Et effectivement, Hérode lorsqu’il réalisa que les Mages l’avaient trompé en ne lui révélant pas le lieu de la divine naissance, entra dans une grande fureur et ordonna alors de tuer tous les enfants jusqu’à l’âge de deux ans non seulement à Bethléem, mais également dans toute la région… C’est ainsi au Massacre des Innocents auquel allait échapper Jésus par cette fuite effrénée de Marie. Nous n’en savons pas plus sur cette fuite et ce séjour en Égypte si ce n’est ce qu’en livreront, par ailleurs, des apocryphes chrétiens dont la Vie de Jésus en arabe, non reconnu par l’Église, et qui relate dans le détail les premiers miracles de Jésus initié en terres égyptiennes à la magie…

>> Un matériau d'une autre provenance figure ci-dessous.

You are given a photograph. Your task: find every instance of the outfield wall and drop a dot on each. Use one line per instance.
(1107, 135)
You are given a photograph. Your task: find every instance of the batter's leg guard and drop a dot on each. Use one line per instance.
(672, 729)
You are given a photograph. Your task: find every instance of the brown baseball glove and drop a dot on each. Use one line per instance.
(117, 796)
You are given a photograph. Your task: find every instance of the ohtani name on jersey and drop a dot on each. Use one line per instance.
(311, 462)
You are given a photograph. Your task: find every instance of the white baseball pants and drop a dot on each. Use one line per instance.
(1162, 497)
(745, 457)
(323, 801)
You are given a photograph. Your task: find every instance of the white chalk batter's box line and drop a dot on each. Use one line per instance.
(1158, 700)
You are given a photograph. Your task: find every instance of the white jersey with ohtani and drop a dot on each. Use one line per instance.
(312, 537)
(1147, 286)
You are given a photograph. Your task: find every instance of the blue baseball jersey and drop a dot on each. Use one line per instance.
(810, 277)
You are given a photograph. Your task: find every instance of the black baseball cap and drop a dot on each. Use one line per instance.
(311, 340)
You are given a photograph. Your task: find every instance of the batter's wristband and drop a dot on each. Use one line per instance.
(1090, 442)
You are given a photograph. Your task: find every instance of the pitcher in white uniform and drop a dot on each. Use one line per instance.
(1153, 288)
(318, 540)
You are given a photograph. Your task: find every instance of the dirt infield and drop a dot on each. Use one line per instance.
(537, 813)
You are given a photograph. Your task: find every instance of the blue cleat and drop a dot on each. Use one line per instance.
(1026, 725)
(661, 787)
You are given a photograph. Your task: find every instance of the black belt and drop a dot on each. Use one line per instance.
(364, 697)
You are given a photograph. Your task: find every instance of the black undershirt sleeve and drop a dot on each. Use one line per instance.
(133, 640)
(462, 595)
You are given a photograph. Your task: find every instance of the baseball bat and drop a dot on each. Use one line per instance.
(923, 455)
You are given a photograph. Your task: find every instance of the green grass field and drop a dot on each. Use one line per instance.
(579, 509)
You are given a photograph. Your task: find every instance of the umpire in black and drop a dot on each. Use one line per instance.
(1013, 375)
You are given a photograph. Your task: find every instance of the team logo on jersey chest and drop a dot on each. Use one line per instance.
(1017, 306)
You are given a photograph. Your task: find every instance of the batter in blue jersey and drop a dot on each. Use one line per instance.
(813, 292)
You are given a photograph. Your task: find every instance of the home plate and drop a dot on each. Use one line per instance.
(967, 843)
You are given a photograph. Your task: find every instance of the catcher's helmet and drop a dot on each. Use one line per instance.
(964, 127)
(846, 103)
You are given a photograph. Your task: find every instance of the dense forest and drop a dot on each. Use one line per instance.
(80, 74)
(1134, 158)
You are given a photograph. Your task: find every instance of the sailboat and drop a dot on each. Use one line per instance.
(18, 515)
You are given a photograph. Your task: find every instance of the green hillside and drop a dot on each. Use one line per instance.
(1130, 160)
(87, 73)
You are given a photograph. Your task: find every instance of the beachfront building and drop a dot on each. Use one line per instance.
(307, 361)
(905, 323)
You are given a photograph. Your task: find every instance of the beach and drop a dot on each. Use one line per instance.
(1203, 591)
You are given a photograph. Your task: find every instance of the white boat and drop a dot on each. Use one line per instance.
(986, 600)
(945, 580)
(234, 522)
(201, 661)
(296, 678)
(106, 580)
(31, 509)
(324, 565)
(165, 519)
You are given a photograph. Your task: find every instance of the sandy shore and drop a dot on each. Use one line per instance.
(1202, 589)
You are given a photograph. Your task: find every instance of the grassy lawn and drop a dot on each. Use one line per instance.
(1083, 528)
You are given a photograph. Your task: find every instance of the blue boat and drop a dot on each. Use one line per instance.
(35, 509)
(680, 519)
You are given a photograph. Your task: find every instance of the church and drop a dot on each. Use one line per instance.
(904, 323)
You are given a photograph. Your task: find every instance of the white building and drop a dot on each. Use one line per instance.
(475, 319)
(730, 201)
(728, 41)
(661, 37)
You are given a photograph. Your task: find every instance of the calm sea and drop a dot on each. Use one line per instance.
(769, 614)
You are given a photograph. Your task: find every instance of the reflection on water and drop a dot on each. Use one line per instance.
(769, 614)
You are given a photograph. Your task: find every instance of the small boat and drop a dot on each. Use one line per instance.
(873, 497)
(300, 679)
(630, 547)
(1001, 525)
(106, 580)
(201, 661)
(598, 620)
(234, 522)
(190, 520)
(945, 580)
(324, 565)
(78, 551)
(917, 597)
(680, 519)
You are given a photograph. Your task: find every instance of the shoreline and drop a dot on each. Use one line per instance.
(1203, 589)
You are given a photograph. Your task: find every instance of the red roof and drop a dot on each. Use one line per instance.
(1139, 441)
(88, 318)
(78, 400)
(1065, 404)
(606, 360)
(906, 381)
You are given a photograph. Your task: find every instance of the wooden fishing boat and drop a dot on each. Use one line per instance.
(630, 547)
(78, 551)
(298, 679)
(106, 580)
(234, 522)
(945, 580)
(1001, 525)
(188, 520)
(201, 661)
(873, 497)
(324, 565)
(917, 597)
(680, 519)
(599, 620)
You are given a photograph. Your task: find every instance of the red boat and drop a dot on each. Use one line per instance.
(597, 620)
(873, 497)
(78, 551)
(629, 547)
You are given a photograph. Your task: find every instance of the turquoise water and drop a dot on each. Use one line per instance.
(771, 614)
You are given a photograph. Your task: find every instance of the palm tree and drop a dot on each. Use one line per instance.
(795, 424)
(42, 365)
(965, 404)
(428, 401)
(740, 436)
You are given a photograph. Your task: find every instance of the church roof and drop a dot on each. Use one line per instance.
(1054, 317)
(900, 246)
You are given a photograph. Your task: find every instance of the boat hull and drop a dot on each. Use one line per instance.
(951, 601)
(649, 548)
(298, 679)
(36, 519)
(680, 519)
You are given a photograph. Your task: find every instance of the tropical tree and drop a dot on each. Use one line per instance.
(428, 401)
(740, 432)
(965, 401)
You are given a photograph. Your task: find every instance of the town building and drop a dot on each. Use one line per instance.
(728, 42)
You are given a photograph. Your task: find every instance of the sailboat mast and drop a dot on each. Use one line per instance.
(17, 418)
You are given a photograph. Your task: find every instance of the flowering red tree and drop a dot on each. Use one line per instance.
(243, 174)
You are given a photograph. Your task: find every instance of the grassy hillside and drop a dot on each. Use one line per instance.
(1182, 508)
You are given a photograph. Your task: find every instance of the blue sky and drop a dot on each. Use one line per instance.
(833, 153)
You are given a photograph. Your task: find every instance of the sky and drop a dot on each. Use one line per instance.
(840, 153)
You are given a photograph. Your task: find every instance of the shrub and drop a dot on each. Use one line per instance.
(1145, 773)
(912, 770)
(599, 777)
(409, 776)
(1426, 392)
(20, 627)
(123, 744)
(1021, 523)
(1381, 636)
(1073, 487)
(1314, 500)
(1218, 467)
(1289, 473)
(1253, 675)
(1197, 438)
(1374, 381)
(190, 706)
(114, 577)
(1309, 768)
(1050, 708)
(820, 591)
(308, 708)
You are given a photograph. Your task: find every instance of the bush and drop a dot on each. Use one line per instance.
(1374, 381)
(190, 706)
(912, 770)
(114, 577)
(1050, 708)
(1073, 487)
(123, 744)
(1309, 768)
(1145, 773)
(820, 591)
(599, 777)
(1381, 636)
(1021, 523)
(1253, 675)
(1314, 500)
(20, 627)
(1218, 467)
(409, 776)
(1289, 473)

Mais, à la mort d’Hérode, ainsi que l’Ange l’avait annoncé, celui-ci vint avertir la Sainte Famille qu’elle pouvait rentrer tout en évitant la Judée où Arkélaüs, fils d’Hérode, venait de succéder à son père. C’est en région de Galilée que Marie, Joseph et Jésus devaient alors s’établir.
Une fuite symbolique
À la lecture de ces tragiques événements, le lecteur de la Bible ne pourra qu’être surpris, le Messie né dans une mangeoire se doit afin d’échapper à une mort certaine fuir dans le pays qui traditionnellement sous l’Ancien Testament a représenté l’ennemi même d’Israël… Cette ambiguïté de la terre d’exil n’est relatée que par Mathieu qui souligne dans son évangile que “nul n’est prophète en son pays”…
C’est de nouveau d’Égypte que la Sainte Famille sera de nouveau conduite vers la Terre promise, un appel rappelant l’Exode des Hébreux sous la conduite de Moïse fuyant Pharaon. Jésus dès sa naissance est ainsi investi d’une mission universelle qui lui fait dépasser le cadre géographique de sa naissance.
La Fuite en Égypte représentée par les artistes
Marie accompagnée de son fils et de son époux fuyant en Égypte a fait l’objet de très nombreuses représentations tranchant avec le caractère dramatique de l’épisode. Les artistes ont, en effet, préféré livrer la plupart du temps une autre vision, celle de la confiance de Marie en la Divine providence.
Seul Giotto, au tournant du XIVe siècle, dans une fresque de la Chapelle des Scrovegni à Padoue proposera une scène plus inquiétante : les montagnes escarpées et les ravins suggérés, en plus des couleurs sombres, dressant une atmosphère oppressante d’où seule ressort radieuse et stoïque Marie tenant son enfant.
Par opposition, le grand maître de la peinture française classique du XVIIe siècle, Nicolas Poussin, a livré, pour sa part, dans un tableau conservé au musée des Beaux-arts de Lyon une version beaucoup plus radieuse de ce qui apparaît plus comme une promenade bucolique qu’une fuite désespérée. Guidés par l’ange leur intimant la direction à suivre, Marie portant son enfant et Joseph jettent un dernier regard en arrière, seul signe du danger auquel ils viennent d’échapper.